Question about CellExplorerV2 classification paper vs. code

colehurwitz commented 5 months ago

Hello! First of all, congrats on the amazing manuscript. I had a question about differences between the paper and the codebase. In the paper, you write:

We conducted an 15-85% test-train split and trained a gradient boosted tree model (GBM) with five-fold cross-validation on this dataset to identify one of five cell types that had over 25 examples each and this process was repeated 10 times with different random seeds

However, in the codebase, these are the following lines of code:

i <- createDataPartition(E$origCells, times = 1, p = 0.7, list = FALSE)
training = E[i[,1],]
testingset = E[-i[,1],]

ctrl <- trainControl(method = "repeatedcv", number=numreps)
#fit a regression model and use k-fold CV to evaluate performance
model <- train(origCells~., data = training, method = "rf", trControl = ctrl, verbose=FALSE)

where numreps=2. It seems the train-test split is 70-30 (not 85-15) and you are using 2-fold validation (not 5-fold validation).

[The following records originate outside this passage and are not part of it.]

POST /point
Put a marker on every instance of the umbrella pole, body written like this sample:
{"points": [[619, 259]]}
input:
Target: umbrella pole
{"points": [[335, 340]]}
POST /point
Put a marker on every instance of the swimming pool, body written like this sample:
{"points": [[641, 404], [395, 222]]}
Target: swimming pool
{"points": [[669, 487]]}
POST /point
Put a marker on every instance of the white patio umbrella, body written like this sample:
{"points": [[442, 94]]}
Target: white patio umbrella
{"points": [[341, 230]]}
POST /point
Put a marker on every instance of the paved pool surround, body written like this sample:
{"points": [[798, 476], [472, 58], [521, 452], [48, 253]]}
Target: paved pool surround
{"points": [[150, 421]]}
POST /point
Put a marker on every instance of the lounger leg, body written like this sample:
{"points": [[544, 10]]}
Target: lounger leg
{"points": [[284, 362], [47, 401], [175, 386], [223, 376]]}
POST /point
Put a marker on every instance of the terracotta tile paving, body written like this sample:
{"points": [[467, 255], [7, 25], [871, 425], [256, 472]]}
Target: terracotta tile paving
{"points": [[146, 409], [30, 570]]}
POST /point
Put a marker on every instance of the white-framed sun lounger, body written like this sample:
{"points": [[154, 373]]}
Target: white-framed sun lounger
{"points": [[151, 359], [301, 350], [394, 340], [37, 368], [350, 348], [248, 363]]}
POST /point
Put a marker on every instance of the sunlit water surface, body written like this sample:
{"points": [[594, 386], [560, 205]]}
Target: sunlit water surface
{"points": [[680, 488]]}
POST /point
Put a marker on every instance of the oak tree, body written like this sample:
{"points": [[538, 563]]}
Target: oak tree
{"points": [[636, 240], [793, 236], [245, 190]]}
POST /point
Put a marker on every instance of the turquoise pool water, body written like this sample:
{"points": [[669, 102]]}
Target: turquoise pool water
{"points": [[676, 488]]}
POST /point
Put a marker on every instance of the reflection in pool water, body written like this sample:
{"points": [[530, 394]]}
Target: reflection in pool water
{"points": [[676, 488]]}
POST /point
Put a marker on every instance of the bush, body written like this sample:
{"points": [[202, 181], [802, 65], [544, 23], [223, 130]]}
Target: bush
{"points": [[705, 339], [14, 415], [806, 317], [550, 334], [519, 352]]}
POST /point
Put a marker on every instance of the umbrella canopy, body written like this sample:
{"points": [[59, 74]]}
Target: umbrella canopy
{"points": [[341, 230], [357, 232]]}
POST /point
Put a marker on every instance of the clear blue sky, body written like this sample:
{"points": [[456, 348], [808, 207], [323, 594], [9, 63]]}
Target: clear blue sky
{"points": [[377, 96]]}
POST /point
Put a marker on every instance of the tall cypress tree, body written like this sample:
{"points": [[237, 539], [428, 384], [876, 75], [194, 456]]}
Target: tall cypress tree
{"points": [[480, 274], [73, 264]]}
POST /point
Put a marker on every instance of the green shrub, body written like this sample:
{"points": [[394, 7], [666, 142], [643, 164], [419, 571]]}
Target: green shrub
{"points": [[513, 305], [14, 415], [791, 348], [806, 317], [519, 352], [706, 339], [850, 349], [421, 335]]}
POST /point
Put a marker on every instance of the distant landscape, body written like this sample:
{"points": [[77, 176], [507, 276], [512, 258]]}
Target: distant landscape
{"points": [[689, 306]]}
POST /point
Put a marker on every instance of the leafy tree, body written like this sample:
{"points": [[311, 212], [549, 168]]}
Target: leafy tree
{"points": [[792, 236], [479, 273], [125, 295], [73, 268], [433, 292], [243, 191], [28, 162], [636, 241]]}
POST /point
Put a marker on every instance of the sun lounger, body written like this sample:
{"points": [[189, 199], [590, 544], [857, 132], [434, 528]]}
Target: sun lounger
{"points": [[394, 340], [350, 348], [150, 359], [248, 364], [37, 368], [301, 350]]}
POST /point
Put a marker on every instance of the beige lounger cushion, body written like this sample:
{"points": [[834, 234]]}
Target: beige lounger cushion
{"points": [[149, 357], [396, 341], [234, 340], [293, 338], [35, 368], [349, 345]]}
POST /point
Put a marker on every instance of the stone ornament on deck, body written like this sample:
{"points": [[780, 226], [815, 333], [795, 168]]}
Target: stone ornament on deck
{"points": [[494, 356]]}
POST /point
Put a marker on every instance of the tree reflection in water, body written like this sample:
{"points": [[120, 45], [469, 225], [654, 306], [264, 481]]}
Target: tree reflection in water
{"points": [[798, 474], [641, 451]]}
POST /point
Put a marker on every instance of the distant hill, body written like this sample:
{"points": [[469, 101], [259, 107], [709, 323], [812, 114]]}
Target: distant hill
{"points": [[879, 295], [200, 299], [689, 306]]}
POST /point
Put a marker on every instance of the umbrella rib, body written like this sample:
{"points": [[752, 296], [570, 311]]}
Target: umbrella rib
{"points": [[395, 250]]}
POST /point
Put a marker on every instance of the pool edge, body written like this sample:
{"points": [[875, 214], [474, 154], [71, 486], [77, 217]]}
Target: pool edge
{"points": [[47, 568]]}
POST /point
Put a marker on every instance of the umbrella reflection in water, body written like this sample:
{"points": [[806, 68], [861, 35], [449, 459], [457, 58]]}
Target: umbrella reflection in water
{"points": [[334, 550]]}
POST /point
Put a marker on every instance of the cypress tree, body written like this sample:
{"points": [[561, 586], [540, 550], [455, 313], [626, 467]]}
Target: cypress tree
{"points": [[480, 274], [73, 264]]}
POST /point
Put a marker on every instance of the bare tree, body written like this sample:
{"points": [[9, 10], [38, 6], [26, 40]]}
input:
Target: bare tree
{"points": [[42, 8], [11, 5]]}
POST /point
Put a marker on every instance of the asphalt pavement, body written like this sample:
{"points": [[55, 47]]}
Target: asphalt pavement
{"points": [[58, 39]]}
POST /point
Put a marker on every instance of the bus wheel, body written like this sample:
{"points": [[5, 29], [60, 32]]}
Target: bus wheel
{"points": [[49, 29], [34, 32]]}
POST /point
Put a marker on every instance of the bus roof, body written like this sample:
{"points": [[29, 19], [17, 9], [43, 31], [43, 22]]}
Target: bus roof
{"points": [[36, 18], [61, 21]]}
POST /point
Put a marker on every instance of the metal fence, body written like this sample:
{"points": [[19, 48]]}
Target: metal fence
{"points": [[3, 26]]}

Can you help us understand these differences?

EricKenjiLee commented 5 months ago

Hi Cole,

Thank you so much for reading! It means a lot :) Yes very good catch! We were sanity checking the classifier and preparing a supplementary figure; it looks like I forgot to revert some parameters to the ones used to produce manuscript plots.

Here is both of the classifiers in the current code first (70-30 and 2-fold CV) with what is in the manuscript second (85-15 and 5-fold CV).

I'll edit the code in the repo and double-check the rest of my parameters; thank you for checking!

Have a good weekend, Kenji

Rplot Rplot02

colehurwitz commented 5 months ago

Thanks so much for the prompt and informative reply! I am a fan of your work. :-) We are actually trying to reproduce Figure 6 in your manuscript in order to compare our method to PhysMAP. We had a couple of questions we were hoping you could answer.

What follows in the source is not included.